Einige dieser Arbeiten sind zwar scheinbar geringfügig, bergen aber erhebliche rechtliche Konsequenzen, wenn sie ohne Zustimmung des Vermieters durchgeführt werden. So ist beispielsweise das Verlegen eines Laminatbodens erlaubt, da es sich um eine rückgängige Maßnahme handelt. Allerdings muss der Mieter gegebenenfalls nachweisen, dass der Bodenbelag später wieder entfernt werden kann, um Schäden zu vermeiden. Andernfalls droht Schadenersatz. Auffällig ist, dass das Verlegen von Parkettbodenbelägen in der Regel keine zwingende Pflicht ist. Allerdings ist es so, dass ein solcher Bodenbelag nur dann ohne Probleme entfernt werden kann, wenn er im Originalzustand aufbewahrt wurde. Ist dies nicht der Fall, droht den Mieter eine Schadensersatzleistung. „Am Ende muss der Mieter sogar das alte Linoleum wieder verlegen, das vorher auf dem Boden lag“, wird in einer Quelle zitiert. Diese Aussage verdeutlicht die hohe Verantwortung, die Mieter bei Umbaumaßnahmen tragen, die die Bausubstanz betreffen. Eine solche Maßnahme ist daher nur mit Zustimmung des Vermieters zulässig.
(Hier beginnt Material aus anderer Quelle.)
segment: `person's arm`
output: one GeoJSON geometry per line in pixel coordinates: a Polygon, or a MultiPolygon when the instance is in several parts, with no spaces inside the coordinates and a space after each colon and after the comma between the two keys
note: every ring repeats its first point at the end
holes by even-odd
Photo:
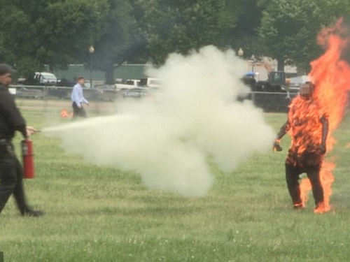
{"type": "Polygon", "coordinates": [[[89,101],[86,100],[84,96],[83,96],[83,103],[87,103],[88,105],[89,104],[89,101]]]}
{"type": "Polygon", "coordinates": [[[73,90],[71,92],[71,101],[72,102],[75,102],[78,108],[81,108],[79,88],[76,85],[74,87],[73,87],[73,90]]]}
{"type": "Polygon", "coordinates": [[[321,153],[323,154],[326,154],[327,151],[326,143],[329,130],[328,117],[326,115],[323,115],[322,117],[321,117],[320,120],[322,124],[322,138],[321,141],[320,150],[321,153]]]}
{"type": "Polygon", "coordinates": [[[22,133],[24,138],[27,138],[26,123],[15,103],[15,100],[10,93],[2,92],[0,103],[0,112],[6,120],[15,129],[22,133]]]}
{"type": "Polygon", "coordinates": [[[279,132],[277,133],[277,137],[276,138],[274,143],[274,151],[282,151],[283,148],[279,145],[279,143],[281,139],[284,136],[284,135],[286,135],[286,133],[287,133],[290,129],[290,125],[289,122],[287,120],[287,122],[284,123],[282,126],[281,126],[279,132]]]}

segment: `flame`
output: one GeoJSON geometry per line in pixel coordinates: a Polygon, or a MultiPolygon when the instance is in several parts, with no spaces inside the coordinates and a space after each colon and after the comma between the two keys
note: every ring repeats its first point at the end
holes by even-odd
{"type": "MultiPolygon", "coordinates": [[[[332,134],[344,116],[348,101],[348,92],[350,90],[350,66],[342,59],[343,51],[349,42],[349,31],[343,24],[342,19],[340,19],[335,26],[326,28],[320,32],[318,43],[326,48],[326,51],[321,57],[311,63],[312,71],[309,75],[316,86],[314,98],[318,106],[311,112],[302,112],[305,109],[302,107],[298,110],[298,113],[302,115],[311,113],[321,115],[323,112],[328,115],[328,152],[332,150],[336,143],[332,134]]],[[[314,132],[311,133],[314,138],[320,139],[320,129],[317,124],[309,123],[307,129],[309,131],[314,130],[314,132]]],[[[292,145],[292,147],[293,145],[292,145]]],[[[304,148],[300,149],[303,150],[304,148]]],[[[322,163],[320,178],[323,188],[324,202],[315,209],[315,213],[323,213],[331,208],[329,201],[332,194],[331,186],[334,182],[332,172],[335,168],[335,163],[332,161],[327,160],[322,163]]],[[[303,205],[307,201],[307,194],[311,189],[309,179],[302,180],[300,190],[303,205]]]]}
{"type": "Polygon", "coordinates": [[[62,109],[59,113],[59,116],[62,118],[69,118],[73,116],[73,113],[69,114],[67,110],[62,109]]]}

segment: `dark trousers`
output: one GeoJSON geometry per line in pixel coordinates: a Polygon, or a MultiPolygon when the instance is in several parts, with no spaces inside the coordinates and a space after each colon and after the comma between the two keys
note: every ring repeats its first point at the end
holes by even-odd
{"type": "Polygon", "coordinates": [[[321,184],[320,170],[321,165],[300,167],[286,163],[286,178],[293,205],[298,205],[302,203],[299,175],[303,173],[306,173],[310,180],[316,206],[323,202],[323,189],[321,184]]]}
{"type": "Polygon", "coordinates": [[[84,117],[86,118],[88,117],[88,115],[86,114],[86,112],[83,108],[79,108],[79,107],[76,105],[76,102],[73,102],[71,106],[73,107],[73,119],[75,120],[77,119],[77,117],[84,117]]]}
{"type": "Polygon", "coordinates": [[[22,180],[23,170],[13,146],[0,141],[0,213],[13,194],[21,214],[28,208],[22,180]]]}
Weitere Arbeiten, die als Schönheitsreparaturen gel gelten, sind das Beseitigen von Flecken, Rissen oder Kratzern an Wänden und Decken, das Austauschen von alten Leuchten und Türen sowie das Ausbessern von Mängeln an Fenstern und Türen. Diese Maßnahmen dienen der Erhaltung des optischen Eindrucks der Wohnung. Auch das Streichen von Fensterrahmen oder Türen zählt zu den gängigen Arbeiten, die von den Mieter:innen erbracht werden sollen, sofern im Mietvertrag vorgesehen. Wird beispielsweise ein altes Fenster durch ein neues ersetzt, was zu einer Änderung des Erscheinungsbilds führt, ist dies keine Schönheitsreparatur, sondern eine Veränderung der Bausubstanz, die grundsätzlich die Zustimmung des Vermieters erfordert. Besonders auffällig ist, dass auch eingebaute Regale oder abgehängte Decken, die im Laufe der Zeit entstanden sind, bei Auszug rückgängig gemacht werden müssen, falls der Vermieter dies verlangt. In solchen Fällen ist es ratsam, im Vorfeld mit dem Vermieter abzustimmen, wie mit solchen Maßnahmen verfahren werden soll. Ohne Einigung droht der Mieter die Rückbaupflicht, die auch finanzielle Belastungen beinhalten kann.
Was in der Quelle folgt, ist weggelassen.